I have an interface that needs to react to ‘long key presses’. That means 2 different actions for the same key based on how long the key has been down:
PRESS LEFT CURSOR: action A
PRESS & HOLD LEFT CURSOR: action B
Well, it’s proving harder that I thought. The main problem is that both Keyboard.KEY-DOWN and Keyboard.KEY-UP fire continuously if you hold the key down. This looks weird to me although might make sense if you think about imputing text (if you are entering text and hold down a key it starts to fill the space).
When I was trying to tackle the problem I thought about starting a counter on the KEY-DOWN and resetting it on KEY-UP. Then if it reached certain threshold fire an event. The problem is the counter resets straight away because they KEY-UP event fires all the time.
I’m aware of the keyboard polling classes such as BigRoom‘s and Senocular‘s but they don’t solve the problem because they base their status on the same events.
I could go for timers starting a timer on KEY-DOWN and after x milliseconds check if the key is still down but that would assume that the key has been down all the time. I don’t think it would be reliable.
And this is the point I’m starting to run out of ideas. Is there a much simpler method I’ve overlooked? I hope there is!
Thanks,
Juan
Sorry that took me so long to come back, but was on the middle of the project and really didn’t have time to look deeper into this. Now I have and I’ve found that there’s no such problem. Read below for the long answer.

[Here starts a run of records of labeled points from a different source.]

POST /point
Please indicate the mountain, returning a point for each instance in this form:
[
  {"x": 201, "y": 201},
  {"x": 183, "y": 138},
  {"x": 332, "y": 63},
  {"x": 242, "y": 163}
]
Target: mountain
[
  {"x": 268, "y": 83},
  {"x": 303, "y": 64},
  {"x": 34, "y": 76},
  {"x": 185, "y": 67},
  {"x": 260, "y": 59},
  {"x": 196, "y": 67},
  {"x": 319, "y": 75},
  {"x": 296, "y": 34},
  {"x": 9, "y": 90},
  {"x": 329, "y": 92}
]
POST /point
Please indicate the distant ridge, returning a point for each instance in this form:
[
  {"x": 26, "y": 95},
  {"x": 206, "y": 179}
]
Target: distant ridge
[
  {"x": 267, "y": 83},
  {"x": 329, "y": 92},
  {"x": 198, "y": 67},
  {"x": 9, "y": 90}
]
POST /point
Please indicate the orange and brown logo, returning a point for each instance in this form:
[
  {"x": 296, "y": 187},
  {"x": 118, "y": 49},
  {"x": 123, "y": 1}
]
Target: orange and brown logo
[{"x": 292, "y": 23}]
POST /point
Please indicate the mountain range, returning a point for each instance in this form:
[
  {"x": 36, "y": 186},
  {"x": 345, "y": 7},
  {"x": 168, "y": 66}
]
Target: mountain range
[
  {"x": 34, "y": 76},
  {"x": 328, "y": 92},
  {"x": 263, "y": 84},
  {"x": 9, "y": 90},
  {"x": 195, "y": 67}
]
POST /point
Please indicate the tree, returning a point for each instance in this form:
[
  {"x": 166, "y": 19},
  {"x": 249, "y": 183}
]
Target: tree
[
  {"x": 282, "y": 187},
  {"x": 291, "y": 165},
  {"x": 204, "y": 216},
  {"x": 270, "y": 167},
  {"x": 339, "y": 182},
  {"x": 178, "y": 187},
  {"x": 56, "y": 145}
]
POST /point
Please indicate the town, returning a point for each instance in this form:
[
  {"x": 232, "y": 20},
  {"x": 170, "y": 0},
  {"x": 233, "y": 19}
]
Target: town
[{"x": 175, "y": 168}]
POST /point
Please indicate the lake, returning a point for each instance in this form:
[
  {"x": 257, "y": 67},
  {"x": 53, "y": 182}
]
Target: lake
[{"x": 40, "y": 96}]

This is only hapenning under very specific circumstances and probably none to blame Adobe.
I have an iMac running Ubuntu and develop Flash on a virtual machine running Windows XP. This problem only appears on the virtual XP, the same application running natively on Ubuntu (and probably other systems) doesn’t show the problem.
And because I have some other keyboard quirks when using the VM, I think the problem is on VirtualBox’s keyboard driver.
Thanks to everybody that took the time to look into this. I hope this helps for other people!